Sales Qualified Opportunity (SQO)
A Sales Qualified Opportunity (SQO) is a prospect that a sales rep has vetted and accepted as a real, winnable deal worth active pursuit.
In depth
An SQO sits one step deeper in the funnel than a Sales Qualified Lead: the lead has been worked, the budget and need are confirmed, and the rep has formally moved it into the active opportunity stage of the pipeline. Teams track SQO volume and SQO-to-close conversion because these reveal whether marketing is sending genuine demand and whether sales can convert it efficiently. Clear entry criteria, often a checklist like budget, authority, need, and timeline, keep the SQO stage honest and prevent the pipeline from filling with wishful entries.
A frequent pitfall is loose qualification, where reps mark too many leads as opportunities to look busy, inflating the pipeline while crushing forecast accuracy. A quiz-funnel approach raises SQO quality before human review: a scorecard asks the qualifying questions automatically, so only respondents who clear a threshold are routed to reps, which means a larger share of the opportunities they accept are real and the SQO-to-close rate climbs.
Example in practice
Frequently asked questions
What is the difference between an SQL and an SQO?

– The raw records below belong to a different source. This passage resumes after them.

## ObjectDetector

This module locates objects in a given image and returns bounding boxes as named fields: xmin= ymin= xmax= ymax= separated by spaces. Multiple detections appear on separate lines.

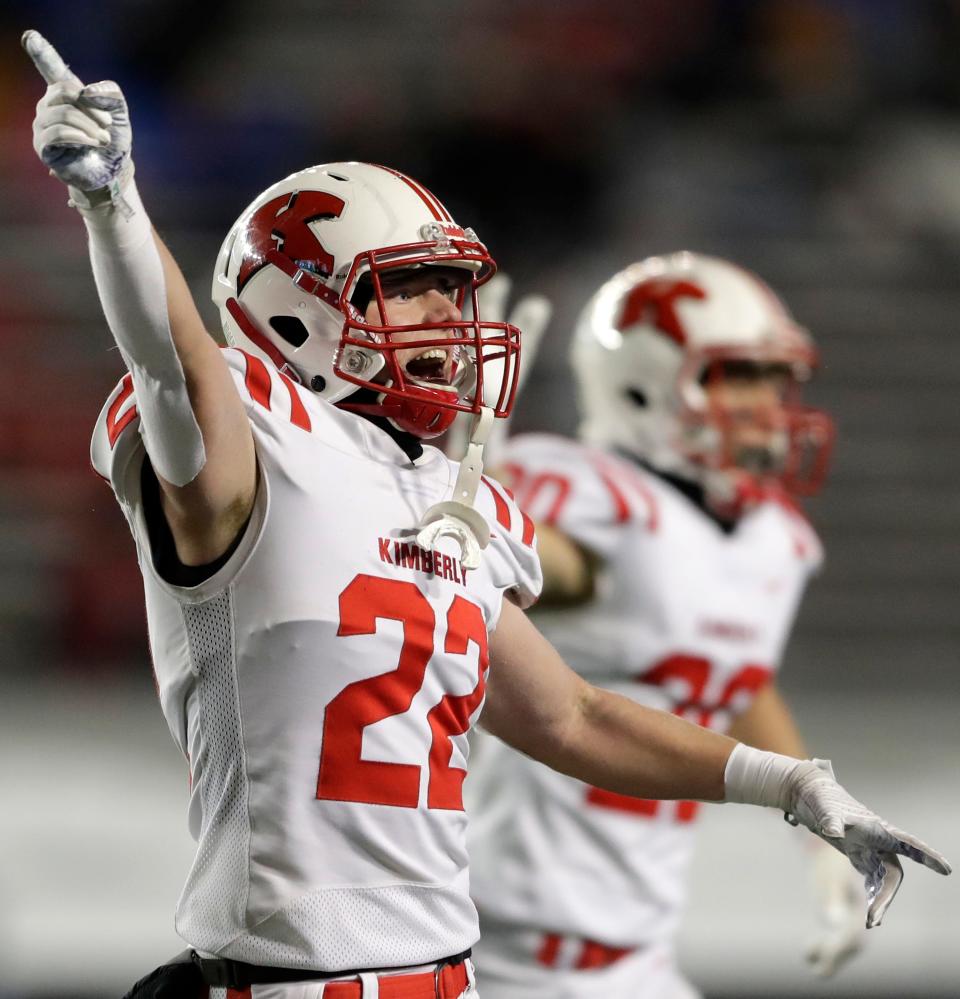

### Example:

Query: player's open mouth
xmin=404 ymin=347 xmax=454 ymax=385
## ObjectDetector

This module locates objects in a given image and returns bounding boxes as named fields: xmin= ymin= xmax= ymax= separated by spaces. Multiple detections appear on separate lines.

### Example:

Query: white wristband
xmin=82 ymin=175 xmax=206 ymax=486
xmin=723 ymin=742 xmax=805 ymax=809
xmin=69 ymin=159 xmax=136 ymax=219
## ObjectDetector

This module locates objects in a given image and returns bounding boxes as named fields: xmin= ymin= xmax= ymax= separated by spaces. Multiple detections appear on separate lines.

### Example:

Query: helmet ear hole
xmin=350 ymin=275 xmax=373 ymax=314
xmin=624 ymin=387 xmax=648 ymax=408
xmin=269 ymin=316 xmax=310 ymax=348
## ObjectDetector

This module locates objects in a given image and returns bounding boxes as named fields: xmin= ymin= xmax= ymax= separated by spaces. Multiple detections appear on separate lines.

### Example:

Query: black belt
xmin=191 ymin=947 xmax=471 ymax=989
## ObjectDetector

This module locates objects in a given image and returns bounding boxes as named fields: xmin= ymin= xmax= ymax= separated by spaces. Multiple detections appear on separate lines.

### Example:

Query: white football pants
xmin=472 ymin=932 xmax=700 ymax=999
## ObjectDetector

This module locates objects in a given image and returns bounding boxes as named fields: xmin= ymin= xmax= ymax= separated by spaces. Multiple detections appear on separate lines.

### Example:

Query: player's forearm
xmin=81 ymin=180 xmax=210 ymax=486
xmin=533 ymin=682 xmax=735 ymax=803
xmin=83 ymin=181 xmax=212 ymax=369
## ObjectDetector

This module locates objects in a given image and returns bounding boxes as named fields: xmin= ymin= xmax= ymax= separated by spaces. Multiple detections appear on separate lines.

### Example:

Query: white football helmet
xmin=212 ymin=162 xmax=520 ymax=438
xmin=572 ymin=252 xmax=834 ymax=508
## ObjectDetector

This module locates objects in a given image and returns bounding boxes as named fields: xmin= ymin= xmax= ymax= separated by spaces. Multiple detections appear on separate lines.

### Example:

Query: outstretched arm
xmin=485 ymin=600 xmax=951 ymax=929
xmin=484 ymin=599 xmax=733 ymax=801
xmin=24 ymin=30 xmax=255 ymax=565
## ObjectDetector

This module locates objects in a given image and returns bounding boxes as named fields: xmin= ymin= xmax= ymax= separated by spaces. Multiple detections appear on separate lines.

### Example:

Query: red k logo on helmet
xmin=237 ymin=191 xmax=346 ymax=292
xmin=618 ymin=279 xmax=707 ymax=345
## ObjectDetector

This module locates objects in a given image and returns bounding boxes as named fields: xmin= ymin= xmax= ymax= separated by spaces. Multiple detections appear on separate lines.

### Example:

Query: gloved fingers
xmin=865 ymin=851 xmax=903 ymax=929
xmin=805 ymin=938 xmax=837 ymax=977
xmin=37 ymin=81 xmax=84 ymax=112
xmin=22 ymin=30 xmax=83 ymax=88
xmin=37 ymin=106 xmax=112 ymax=145
xmin=509 ymin=294 xmax=552 ymax=345
xmin=37 ymin=83 xmax=114 ymax=130
xmin=846 ymin=818 xmax=951 ymax=874
xmin=887 ymin=825 xmax=952 ymax=874
xmin=805 ymin=931 xmax=861 ymax=978
xmin=80 ymin=104 xmax=115 ymax=130
xmin=477 ymin=273 xmax=512 ymax=325
xmin=78 ymin=81 xmax=127 ymax=114
xmin=37 ymin=126 xmax=104 ymax=155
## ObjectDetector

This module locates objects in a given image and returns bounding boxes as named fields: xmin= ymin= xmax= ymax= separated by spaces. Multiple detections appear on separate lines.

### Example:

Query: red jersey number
xmin=316 ymin=575 xmax=487 ymax=811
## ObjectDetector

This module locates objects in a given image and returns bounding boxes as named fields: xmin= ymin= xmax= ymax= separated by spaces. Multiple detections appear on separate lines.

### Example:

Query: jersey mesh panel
xmin=218 ymin=881 xmax=475 ymax=969
xmin=174 ymin=591 xmax=476 ymax=968
xmin=176 ymin=590 xmax=251 ymax=951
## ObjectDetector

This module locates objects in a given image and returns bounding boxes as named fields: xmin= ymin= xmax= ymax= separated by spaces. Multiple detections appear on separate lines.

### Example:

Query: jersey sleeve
xmin=765 ymin=489 xmax=825 ymax=577
xmin=220 ymin=347 xmax=317 ymax=436
xmin=91 ymin=371 xmax=145 ymax=506
xmin=498 ymin=434 xmax=657 ymax=562
xmin=90 ymin=348 xmax=317 ymax=503
xmin=89 ymin=348 xmax=305 ymax=599
xmin=475 ymin=473 xmax=543 ymax=611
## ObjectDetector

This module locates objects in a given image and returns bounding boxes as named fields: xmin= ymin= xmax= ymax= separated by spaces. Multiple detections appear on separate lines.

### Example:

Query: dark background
xmin=0 ymin=2 xmax=957 ymax=996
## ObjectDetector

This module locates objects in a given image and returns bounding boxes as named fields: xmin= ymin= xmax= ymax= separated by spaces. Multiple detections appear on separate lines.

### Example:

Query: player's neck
xmin=339 ymin=388 xmax=425 ymax=462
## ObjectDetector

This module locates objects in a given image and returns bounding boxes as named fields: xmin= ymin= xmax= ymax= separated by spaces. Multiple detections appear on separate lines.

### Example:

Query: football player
xmin=466 ymin=255 xmax=869 ymax=997
xmin=23 ymin=30 xmax=949 ymax=999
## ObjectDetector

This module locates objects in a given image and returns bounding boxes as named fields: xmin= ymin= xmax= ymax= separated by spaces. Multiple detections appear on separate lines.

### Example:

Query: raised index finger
xmin=21 ymin=30 xmax=82 ymax=87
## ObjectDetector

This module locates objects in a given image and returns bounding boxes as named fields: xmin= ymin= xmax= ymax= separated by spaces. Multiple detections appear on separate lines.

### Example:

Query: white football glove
xmin=805 ymin=840 xmax=867 ymax=977
xmin=23 ymin=30 xmax=133 ymax=212
xmin=446 ymin=274 xmax=552 ymax=461
xmin=475 ymin=273 xmax=552 ymax=405
xmin=725 ymin=745 xmax=951 ymax=929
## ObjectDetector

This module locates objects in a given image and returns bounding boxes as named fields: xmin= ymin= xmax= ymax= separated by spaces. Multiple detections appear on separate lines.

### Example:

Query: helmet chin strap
xmin=416 ymin=406 xmax=495 ymax=569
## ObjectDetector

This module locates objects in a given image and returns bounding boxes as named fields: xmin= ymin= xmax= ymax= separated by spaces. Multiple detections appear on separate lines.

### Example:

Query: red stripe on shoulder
xmin=243 ymin=352 xmax=272 ymax=410
xmin=522 ymin=471 xmax=571 ymax=526
xmin=278 ymin=370 xmax=311 ymax=431
xmin=520 ymin=507 xmax=536 ymax=546
xmin=106 ymin=373 xmax=138 ymax=448
xmin=589 ymin=457 xmax=631 ymax=524
xmin=621 ymin=465 xmax=659 ymax=532
xmin=537 ymin=933 xmax=562 ymax=968
xmin=481 ymin=475 xmax=512 ymax=531
xmin=589 ymin=452 xmax=659 ymax=530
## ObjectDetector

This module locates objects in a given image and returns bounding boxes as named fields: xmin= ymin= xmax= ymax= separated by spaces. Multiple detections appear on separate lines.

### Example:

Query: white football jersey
xmin=468 ymin=433 xmax=821 ymax=950
xmin=90 ymin=348 xmax=541 ymax=972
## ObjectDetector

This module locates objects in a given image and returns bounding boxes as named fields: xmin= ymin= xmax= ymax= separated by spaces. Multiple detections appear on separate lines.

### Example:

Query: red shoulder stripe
xmin=537 ymin=933 xmax=562 ymax=968
xmin=520 ymin=508 xmax=536 ymax=546
xmin=106 ymin=373 xmax=138 ymax=448
xmin=481 ymin=475 xmax=512 ymax=531
xmin=621 ymin=465 xmax=659 ymax=532
xmin=278 ymin=370 xmax=311 ymax=431
xmin=589 ymin=457 xmax=631 ymax=524
xmin=523 ymin=471 xmax=571 ymax=526
xmin=244 ymin=353 xmax=272 ymax=410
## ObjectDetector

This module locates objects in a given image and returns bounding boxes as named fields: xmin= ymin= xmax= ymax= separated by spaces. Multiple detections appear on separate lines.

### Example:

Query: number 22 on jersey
xmin=317 ymin=574 xmax=487 ymax=811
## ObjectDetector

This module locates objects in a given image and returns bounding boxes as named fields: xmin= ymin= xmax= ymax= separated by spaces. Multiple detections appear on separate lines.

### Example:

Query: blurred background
xmin=1 ymin=1 xmax=958 ymax=996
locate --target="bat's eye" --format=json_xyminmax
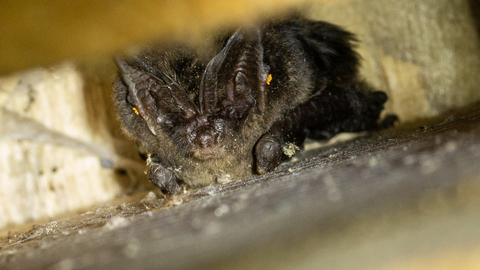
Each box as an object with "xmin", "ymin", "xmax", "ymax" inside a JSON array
[
  {"xmin": 157, "ymin": 115, "xmax": 173, "ymax": 127},
  {"xmin": 157, "ymin": 115, "xmax": 165, "ymax": 124}
]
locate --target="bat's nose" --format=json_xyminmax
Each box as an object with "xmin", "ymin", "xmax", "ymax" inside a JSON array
[
  {"xmin": 191, "ymin": 127, "xmax": 226, "ymax": 160},
  {"xmin": 196, "ymin": 130, "xmax": 215, "ymax": 148}
]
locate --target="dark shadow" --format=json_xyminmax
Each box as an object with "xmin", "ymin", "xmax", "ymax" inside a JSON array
[
  {"xmin": 468, "ymin": 0, "xmax": 480, "ymax": 35},
  {"xmin": 79, "ymin": 59, "xmax": 152, "ymax": 193}
]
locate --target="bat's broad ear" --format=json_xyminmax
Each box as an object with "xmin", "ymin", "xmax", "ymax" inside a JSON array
[
  {"xmin": 200, "ymin": 27, "xmax": 270, "ymax": 118},
  {"xmin": 115, "ymin": 55, "xmax": 199, "ymax": 136},
  {"xmin": 114, "ymin": 56, "xmax": 160, "ymax": 136}
]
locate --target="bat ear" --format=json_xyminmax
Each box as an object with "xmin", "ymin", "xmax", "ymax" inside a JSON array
[
  {"xmin": 114, "ymin": 56, "xmax": 198, "ymax": 136},
  {"xmin": 115, "ymin": 57, "xmax": 161, "ymax": 136},
  {"xmin": 199, "ymin": 27, "xmax": 269, "ymax": 118}
]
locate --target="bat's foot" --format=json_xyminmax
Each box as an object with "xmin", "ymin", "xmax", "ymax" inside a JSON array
[
  {"xmin": 367, "ymin": 91, "xmax": 388, "ymax": 105},
  {"xmin": 365, "ymin": 91, "xmax": 398, "ymax": 130},
  {"xmin": 255, "ymin": 134, "xmax": 283, "ymax": 174},
  {"xmin": 379, "ymin": 114, "xmax": 399, "ymax": 129},
  {"xmin": 147, "ymin": 163, "xmax": 179, "ymax": 195}
]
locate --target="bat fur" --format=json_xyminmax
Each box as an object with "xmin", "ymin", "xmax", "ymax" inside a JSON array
[{"xmin": 113, "ymin": 16, "xmax": 396, "ymax": 194}]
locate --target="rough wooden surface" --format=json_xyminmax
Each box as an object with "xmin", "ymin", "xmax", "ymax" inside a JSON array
[
  {"xmin": 2, "ymin": 0, "xmax": 480, "ymax": 246},
  {"xmin": 1, "ymin": 104, "xmax": 480, "ymax": 270}
]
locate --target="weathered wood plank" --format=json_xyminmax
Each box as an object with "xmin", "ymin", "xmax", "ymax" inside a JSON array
[
  {"xmin": 1, "ymin": 104, "xmax": 480, "ymax": 270},
  {"xmin": 2, "ymin": 0, "xmax": 480, "ymax": 244},
  {"xmin": 0, "ymin": 63, "xmax": 142, "ymax": 229}
]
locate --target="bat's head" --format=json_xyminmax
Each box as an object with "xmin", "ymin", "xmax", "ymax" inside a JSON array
[{"xmin": 114, "ymin": 27, "xmax": 269, "ymax": 164}]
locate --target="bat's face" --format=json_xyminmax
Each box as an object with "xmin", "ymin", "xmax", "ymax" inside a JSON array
[{"xmin": 114, "ymin": 27, "xmax": 270, "ymax": 187}]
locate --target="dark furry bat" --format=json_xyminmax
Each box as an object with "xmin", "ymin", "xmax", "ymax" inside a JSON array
[{"xmin": 113, "ymin": 17, "xmax": 396, "ymax": 194}]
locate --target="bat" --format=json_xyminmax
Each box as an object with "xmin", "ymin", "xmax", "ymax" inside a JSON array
[{"xmin": 113, "ymin": 17, "xmax": 396, "ymax": 194}]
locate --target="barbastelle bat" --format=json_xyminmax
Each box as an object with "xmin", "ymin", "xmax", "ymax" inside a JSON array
[{"xmin": 113, "ymin": 17, "xmax": 396, "ymax": 194}]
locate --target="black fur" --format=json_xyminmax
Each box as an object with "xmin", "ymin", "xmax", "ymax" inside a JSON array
[{"xmin": 113, "ymin": 17, "xmax": 396, "ymax": 194}]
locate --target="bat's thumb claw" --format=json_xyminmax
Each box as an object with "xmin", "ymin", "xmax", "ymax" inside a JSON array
[
  {"xmin": 255, "ymin": 135, "xmax": 283, "ymax": 174},
  {"xmin": 148, "ymin": 164, "xmax": 179, "ymax": 195}
]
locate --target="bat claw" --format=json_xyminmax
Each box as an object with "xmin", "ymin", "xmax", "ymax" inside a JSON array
[
  {"xmin": 379, "ymin": 114, "xmax": 399, "ymax": 129},
  {"xmin": 147, "ymin": 163, "xmax": 179, "ymax": 195},
  {"xmin": 255, "ymin": 134, "xmax": 283, "ymax": 174}
]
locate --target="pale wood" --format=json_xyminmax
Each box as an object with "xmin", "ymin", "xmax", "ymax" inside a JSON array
[
  {"xmin": 0, "ymin": 63, "xmax": 140, "ymax": 229},
  {"xmin": 309, "ymin": 0, "xmax": 480, "ymax": 122}
]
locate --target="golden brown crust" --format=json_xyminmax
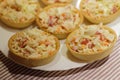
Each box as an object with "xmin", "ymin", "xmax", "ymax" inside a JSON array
[
  {"xmin": 0, "ymin": 2, "xmax": 41, "ymax": 29},
  {"xmin": 80, "ymin": 0, "xmax": 120, "ymax": 24},
  {"xmin": 41, "ymin": 0, "xmax": 73, "ymax": 5},
  {"xmin": 66, "ymin": 25, "xmax": 117, "ymax": 62},
  {"xmin": 8, "ymin": 30, "xmax": 60, "ymax": 67},
  {"xmin": 36, "ymin": 3, "xmax": 84, "ymax": 39},
  {"xmin": 0, "ymin": 16, "xmax": 35, "ymax": 29}
]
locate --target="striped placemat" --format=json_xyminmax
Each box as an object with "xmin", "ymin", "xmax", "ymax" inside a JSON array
[{"xmin": 0, "ymin": 37, "xmax": 120, "ymax": 80}]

An SQL is a lead marketing believes is sales-ready, while an SQO is one a sales rep has personally vetted and accepted as a real opportunity. The SQO stage adds the rep's confirmation of budget, need, and fit.
Why track SQO-to-close conversion?
It shows how effectively your team turns accepted opportunities into revenue and whether your qualification criteria are accurate. A low rate often signals that opportunities are being created too loosely.
How does a quiz funnel create better SQOs?
A scorecard quiz asks budget, authority, and timeline questions automatically, so only qualified respondents reach reps. This raises the share of accepted opportunities that are genuinely winnable.